Furthermore, the array speed measurement probe module comprises an optical fiber base and a plurality of speed measurement optical fibers arrayed on the optical fiber base; the end face of the speed measuring optical fiber faces the light beam convergence control module.

Furthermore, a plurality of speed measuring optical fibers are arranged on the optical fiber base in a positioning plate punching installation mode.

Further, the light beam convergence control module adopts a plano-convex lens; the plane of the plano-convex lens faces the array speed measurement probe module, and the convex surface of the plano-convex lens faces the convex surface part of the material to be measured; the focus of the plano-convex lens is the focus of the light beam convergence control module.

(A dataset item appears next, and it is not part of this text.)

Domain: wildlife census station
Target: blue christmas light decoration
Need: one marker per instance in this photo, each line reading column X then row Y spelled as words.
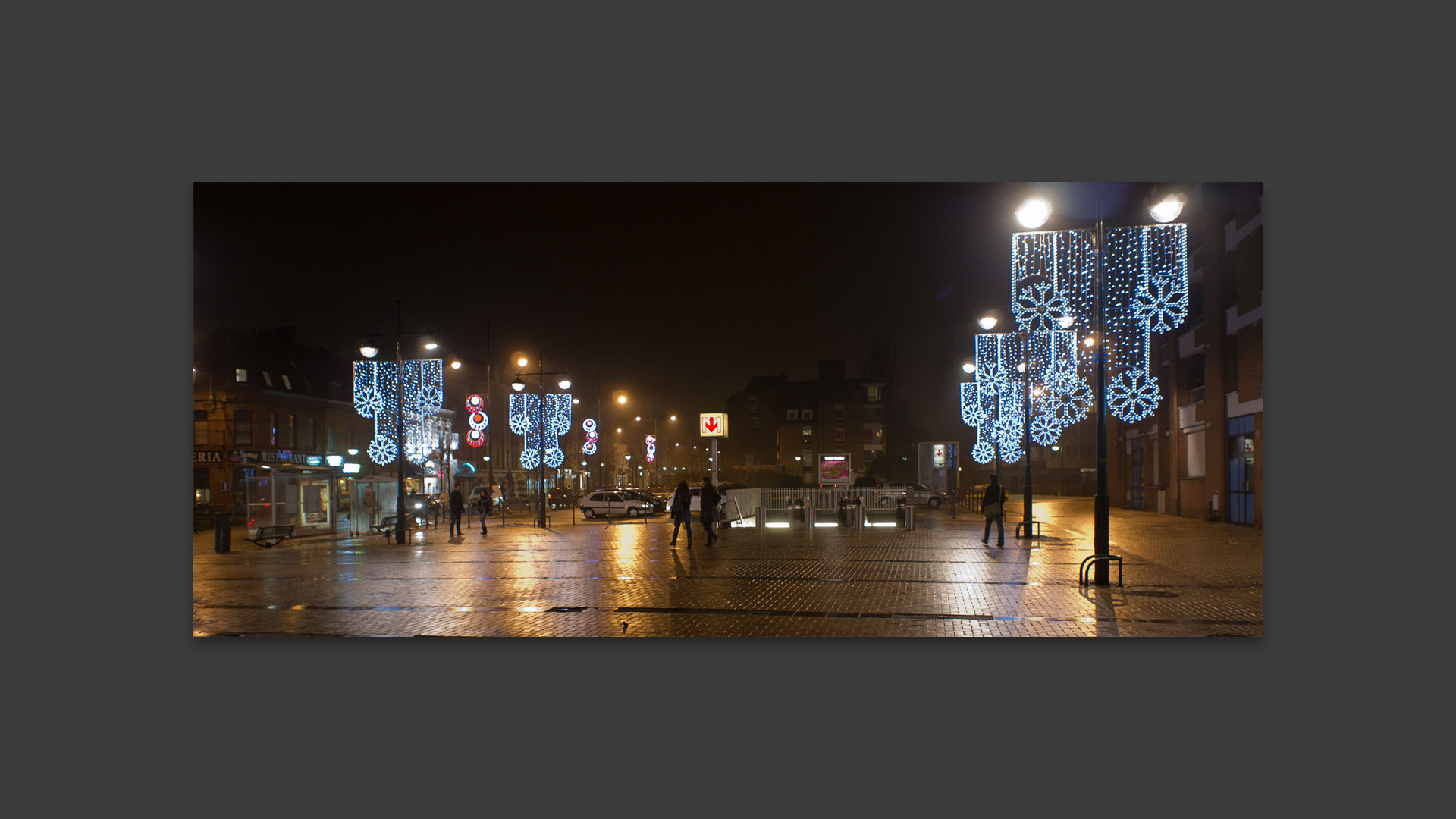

Further, the plano-convex lens is a cylindrical plano-convex lens; and the focal axis of the cylindrical plano-convex lens is coincided with the axis of the convex part of the material to be detected.

Furthermore, speed measuring optical fibers in the array speed measuring probe module are arranged in a plurality of rows along the focal axis direction of the cylindrical plano-convex lens.

Furthermore, the array speed measuring probe module adopts a linear array speed measuring probe.

Further, the light beam convergence control module adopts a lens group, and the focus of the lens group is arranged on one side of the lens group facing the convex surface part of the material to be measured; the focus of the lens group is the focus of the light beam convergence control module.

Furthermore, the light beam convergence control module and the array speed measurement probe module are integrally processed.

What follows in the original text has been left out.